Dans une tribune publiée ce mardi, des eurodéputés de gauche et des économistes appellent à la création d'un impôt sur les ultra-riches.
Ils veulent que celle-ci serve à financer "la transition écologique et sociale".

Il n'y a pas qu'en France que ce sujet fait parler. Plus de 130 eurodéputés ont signé une pétition ce mardi en faveur de la création d'un impôt sur la fortune des "ultra-riches" à l'échelle internationale afin de participer à "la transition écologique et sociale". "Ce que nous avons réussi à accomplir pour les multinationales, nous devons désormais le faire pour les grandes fortunes", écrivent, dans une tribune publiée dans Le Monde, Aurore Lalucq (groupe Socialistes et démocrates, gauche) et l'économiste Gabriel Zucman, à l'initiative de cette campagne.

"Notre proposition est simple : instaurer un impôt progressif sur la fortune des ultra-riches à l'échelle internationale afin de réduire les inégalités tout en participant au financement des investissements nécessaires à la transition écologique et sociale", expliquent l'eurodéputée et l'économiste, expert reconnu sur l'évasion fiscale et la taxation des hauts revenus. Les auteurs mentionnent l'idée d'une taxation à 1,5% à partir d'un patrimoine de 50 millions d'euros, tout en affirmant que le niveau exact de l'impôt devra être décidé "collectivement et démocratiquement".

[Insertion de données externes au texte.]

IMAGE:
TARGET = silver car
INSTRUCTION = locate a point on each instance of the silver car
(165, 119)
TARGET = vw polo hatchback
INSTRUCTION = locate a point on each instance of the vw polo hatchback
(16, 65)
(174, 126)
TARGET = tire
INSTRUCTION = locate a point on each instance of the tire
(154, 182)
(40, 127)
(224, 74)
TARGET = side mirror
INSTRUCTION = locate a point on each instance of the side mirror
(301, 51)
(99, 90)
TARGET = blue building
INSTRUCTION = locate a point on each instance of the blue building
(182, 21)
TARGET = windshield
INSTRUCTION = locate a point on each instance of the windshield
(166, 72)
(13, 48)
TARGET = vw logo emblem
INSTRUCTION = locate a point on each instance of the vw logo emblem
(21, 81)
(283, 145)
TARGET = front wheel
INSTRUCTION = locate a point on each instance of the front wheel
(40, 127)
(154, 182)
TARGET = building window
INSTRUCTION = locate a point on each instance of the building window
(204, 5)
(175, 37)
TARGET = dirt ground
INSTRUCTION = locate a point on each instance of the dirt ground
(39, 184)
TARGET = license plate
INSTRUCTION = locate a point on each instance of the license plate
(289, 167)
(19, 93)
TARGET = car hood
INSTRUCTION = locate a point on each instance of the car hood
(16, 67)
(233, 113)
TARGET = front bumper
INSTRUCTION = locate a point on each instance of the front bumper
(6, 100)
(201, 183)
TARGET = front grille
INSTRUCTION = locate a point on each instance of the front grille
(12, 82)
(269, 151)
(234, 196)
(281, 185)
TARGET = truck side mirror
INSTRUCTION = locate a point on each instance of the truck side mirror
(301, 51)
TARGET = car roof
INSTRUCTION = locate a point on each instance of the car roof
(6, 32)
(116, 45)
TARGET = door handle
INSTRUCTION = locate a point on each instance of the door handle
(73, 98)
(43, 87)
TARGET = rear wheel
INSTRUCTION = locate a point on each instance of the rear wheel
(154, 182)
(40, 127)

"Elon Musk n’a pas payé un centime en impôts fédéraux"

Aurore Lalucq et Gabriel Zucman appellent l'OCDE et l'ONU à lancer des négociations sur cet impôt, et pressent l'Union européenne à agir vite. "Elon Musk, alors deuxième homme le plus riche du monde, n’a pas payé un centime en impôts fédéraux. Jeff Bezos, non plus, n’a pas payé d’impôts en 2007, ni en 2011. En France, pays pourtant réputé pour son niveau élevé de taxation, les 370 plus riches familles ne sont effectivement taxées qu’autour de 2 % à 3 %", dénoncent les signataires.

Leur pétition a été signée essentiellement par des députés européens écologistes et de gauche, par une dizaine d'économistes et par des ONG internationales dont Oxfam. 

Pour appuyer leurs propositions, Aurore Lalucq et Gabriel Zucman citent en exemple l'impôt minimum de 15% sur les bénéfices des multinationales, auquel près de 140 pays ont adhéré "quand tout le monde répétait que c'était impossible".